Pitahaya: El INTA estudia 12 variedades para impulsar el cultivo de la ‘fruta del dragón’ en el norte argentino
El cultivo de la pitahaya, popularmente conocida como ‘fruta del dragón’, comienza a ganar un terreno firme en la matriz agroproductiva de Argentina. Aunque su introducción en los campos locales es relativamente reciente, productores de provincias como Formosa, Jujuy, Salta, Misiones, Corrientes y Entre Ríos ya lideran las primeras experiencias comerciales, atraídos por el alto valor económico y el potencial de este fruto exótico en los mercados urbanos.
Para acompañar este despliegue y transformarlo en un sector competitivo, especialistas del Instituto Nacional de Tecnología Agropecuaria (INTA Jujuy) llevan adelante investigaciones estratégicas orientadas a generar información técnica y evaluar la adaptación de nuevos materiales genéticos a las condiciones agroambientales del norte del país.
“La planta pertenece al grupo de las cactáceas, es perenne y se caracteriza por su rusticidad y su capacidad de adaptación. Sin embargo, a pesar de ser un cactus que tolera la sequía, para producir comercialmente necesita calor, humedad y alta luminosidad. Si no tiene esas condiciones puede sobrevivir, pero no florecerá ni cargará frutos”, explica Carina Armella, especialista del INTA Yuto.
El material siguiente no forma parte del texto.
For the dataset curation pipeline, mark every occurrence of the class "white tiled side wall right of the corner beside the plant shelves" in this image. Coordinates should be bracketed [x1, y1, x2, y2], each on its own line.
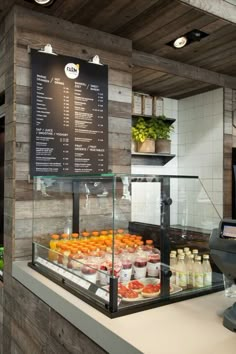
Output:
[178, 88, 223, 227]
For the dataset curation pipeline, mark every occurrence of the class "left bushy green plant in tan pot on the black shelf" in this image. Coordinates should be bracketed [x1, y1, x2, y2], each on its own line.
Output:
[132, 117, 156, 153]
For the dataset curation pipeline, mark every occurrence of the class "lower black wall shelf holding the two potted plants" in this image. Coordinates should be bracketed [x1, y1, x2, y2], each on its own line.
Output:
[131, 152, 175, 166]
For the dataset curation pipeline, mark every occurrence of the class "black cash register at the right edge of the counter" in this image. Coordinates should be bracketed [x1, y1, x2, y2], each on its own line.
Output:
[209, 219, 236, 332]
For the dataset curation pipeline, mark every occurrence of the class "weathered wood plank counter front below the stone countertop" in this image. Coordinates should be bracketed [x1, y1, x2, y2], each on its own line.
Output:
[0, 277, 105, 354]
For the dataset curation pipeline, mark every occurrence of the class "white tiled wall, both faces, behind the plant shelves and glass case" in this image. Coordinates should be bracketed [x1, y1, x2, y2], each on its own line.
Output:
[132, 88, 223, 228]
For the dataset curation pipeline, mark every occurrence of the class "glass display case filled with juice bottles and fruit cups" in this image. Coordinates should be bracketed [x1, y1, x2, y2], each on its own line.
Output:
[30, 174, 223, 317]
El mercado: De nicho cultural a consumo masivo
Inicialmente, la comercialización de la pitahaya se concentraba casi exclusivamente en Buenos Aires, impulsada por la demanda de las comunidades asiáticas que ya conocían sus propiedades. No obstante, en las últimas temporadas el interés culinario ha crecido a nivel general, motivando a los agricultores del norte a diversificar sus huertos.
Según destaca Armella, actualmente ya hay productores jujeños comercializando con éxito la fruta, mientras aumenta el número de interesados en incorporar la especie para ampliar su oferta y extender de manera estratégica las ventanas de cosecha.
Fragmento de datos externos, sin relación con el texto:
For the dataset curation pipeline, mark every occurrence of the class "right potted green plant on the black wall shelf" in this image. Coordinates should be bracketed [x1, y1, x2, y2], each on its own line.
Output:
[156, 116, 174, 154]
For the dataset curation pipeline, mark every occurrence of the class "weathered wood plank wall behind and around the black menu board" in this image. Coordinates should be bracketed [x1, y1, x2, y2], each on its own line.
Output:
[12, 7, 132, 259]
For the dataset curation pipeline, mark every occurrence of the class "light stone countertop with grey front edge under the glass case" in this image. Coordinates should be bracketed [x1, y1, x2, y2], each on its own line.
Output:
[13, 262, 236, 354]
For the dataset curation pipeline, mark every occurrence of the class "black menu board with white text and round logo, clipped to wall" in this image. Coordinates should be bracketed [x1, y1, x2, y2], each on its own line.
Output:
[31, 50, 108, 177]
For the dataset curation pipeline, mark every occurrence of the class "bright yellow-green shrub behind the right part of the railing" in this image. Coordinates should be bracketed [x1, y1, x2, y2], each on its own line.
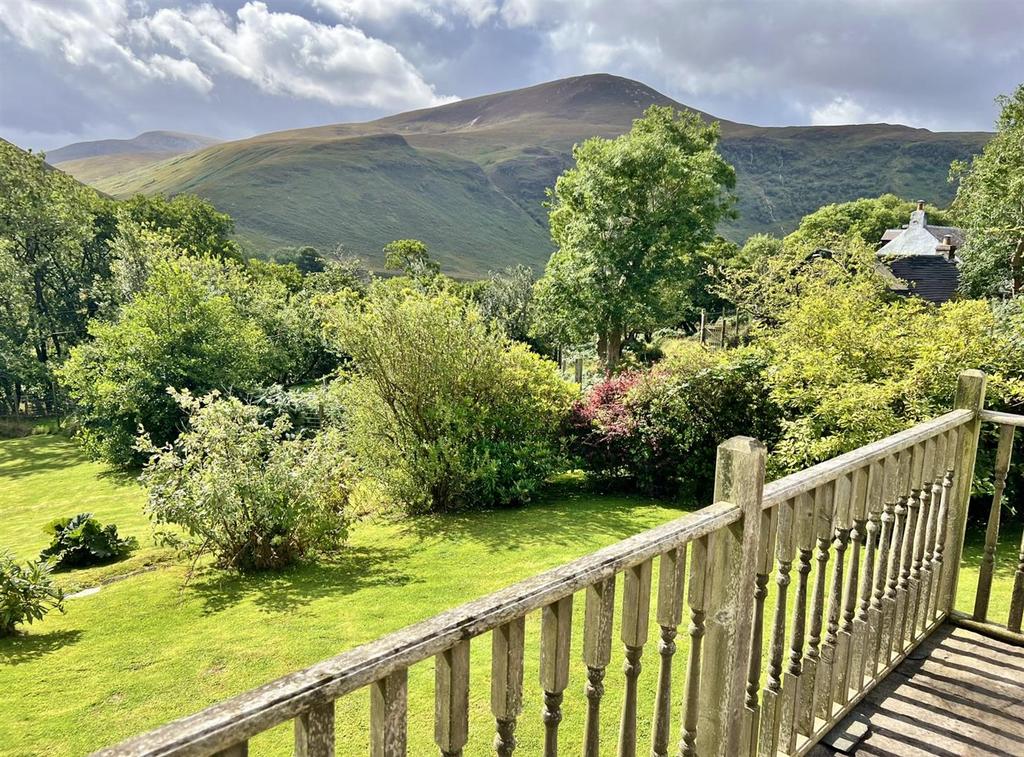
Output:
[759, 281, 1024, 470]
El desafío genético: Evaluar la biología floral y la autofecundación
Uno de los pilares del trabajo del INTA es la evaluación detallada de 12 variedades de pitahaya pertenecientes a cuatro especies distintas del género Selenicereus (S. monocanthus, S. undathus, S. megalathus y S. purpusi), las cuales abarcan frutos de pulpa blanca, pulpa roja o fucsia, y la cotizada variedad amarilla tipo Palora.
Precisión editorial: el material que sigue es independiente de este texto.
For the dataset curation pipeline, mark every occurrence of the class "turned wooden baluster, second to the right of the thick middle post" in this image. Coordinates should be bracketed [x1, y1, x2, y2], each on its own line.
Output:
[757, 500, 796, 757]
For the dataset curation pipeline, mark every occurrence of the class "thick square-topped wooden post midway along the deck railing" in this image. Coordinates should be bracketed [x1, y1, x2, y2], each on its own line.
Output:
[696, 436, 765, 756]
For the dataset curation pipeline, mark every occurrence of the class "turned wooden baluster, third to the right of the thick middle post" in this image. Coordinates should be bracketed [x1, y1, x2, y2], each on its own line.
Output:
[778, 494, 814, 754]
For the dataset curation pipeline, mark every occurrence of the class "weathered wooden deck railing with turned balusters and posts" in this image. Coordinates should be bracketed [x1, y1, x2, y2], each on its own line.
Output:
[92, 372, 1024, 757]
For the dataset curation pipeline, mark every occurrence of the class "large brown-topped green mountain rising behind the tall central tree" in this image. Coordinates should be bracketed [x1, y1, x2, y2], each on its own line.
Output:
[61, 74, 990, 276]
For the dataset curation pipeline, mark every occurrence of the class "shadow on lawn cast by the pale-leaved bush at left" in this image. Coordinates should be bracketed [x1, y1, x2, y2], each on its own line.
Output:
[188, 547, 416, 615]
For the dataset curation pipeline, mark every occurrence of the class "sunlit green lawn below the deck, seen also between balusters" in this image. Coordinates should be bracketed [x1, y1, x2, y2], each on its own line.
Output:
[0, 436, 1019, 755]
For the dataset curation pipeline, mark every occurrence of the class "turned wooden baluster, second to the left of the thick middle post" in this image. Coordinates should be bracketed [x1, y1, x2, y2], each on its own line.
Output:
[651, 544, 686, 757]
El foco de la investigación radica en descifrar la complejidad de su biología floral. El equipo del INTA analiza el comportamiento frente a los cruzamientos y la calidad de la fruta obtenida, identificando tres perfiles críticos:
- Autoincompatibles: Clones que no logran producir frutos si no existe polinización cruzada (polen de otra planta).
- Parcialmente compatibles: Variedades con un bajo porcentaje de cuajado y frutos de menor peso.
- Autofértiles: Presentan altos índices de cuajado de fruta de forma natural y muestran una menor dependencia de las extenuantes jornadas de polinización manual.
La especialista del INTA Yuto advierte que la autofecundación es un rasgo heredable pero sumamente complejo, al punto de que pueden existir plantas autofértiles e incompatibles dentro de la misma especie sin que existan diferencias visuales externas. Por esta razón, recalca la importancia de realizar evaluaciones científicas previas y subraya la necesidad de que los productores adquieran plantas certificadas antes de iniciar un proyecto de inversión a gran escala.
Luz artificial para ganarle al otoño: Ensayos con tecnología LED
Al ser una planta de origen netamente tropical, la inducción de la floración de la pitahaya está fuertemente supeditada al fotoperiodo: requiere un promedio de 12 horas de luz diarias, acompañadas de temperaturas óptimas de 30 °C durante el día y 20 °C por la noche.
En la provincia de Jujuy, estos rangos climáticos se presentan de forma natural durante la primavera y el verano. Tan pronto como las horas de luz se reducen al acercarse el otoño, la planta detiene su inducción floral.
Para sortear esta barrera geográfica y extender el periodo de producción, los ensayos del INTA incorporan iluminación artificial con luces LED en el campo. Mediante este estímulo lumínico complementario, los investigadores buscan prolongar la floración durante varias semanas en la época otoñal, logrando mantener el desarrollo del cultivo hasta que las temperaturas ambientales descienden formalmente por debajo de los 15 °C, momento en el cual la cactácea reduce su actividad fisiológica y entra en receso.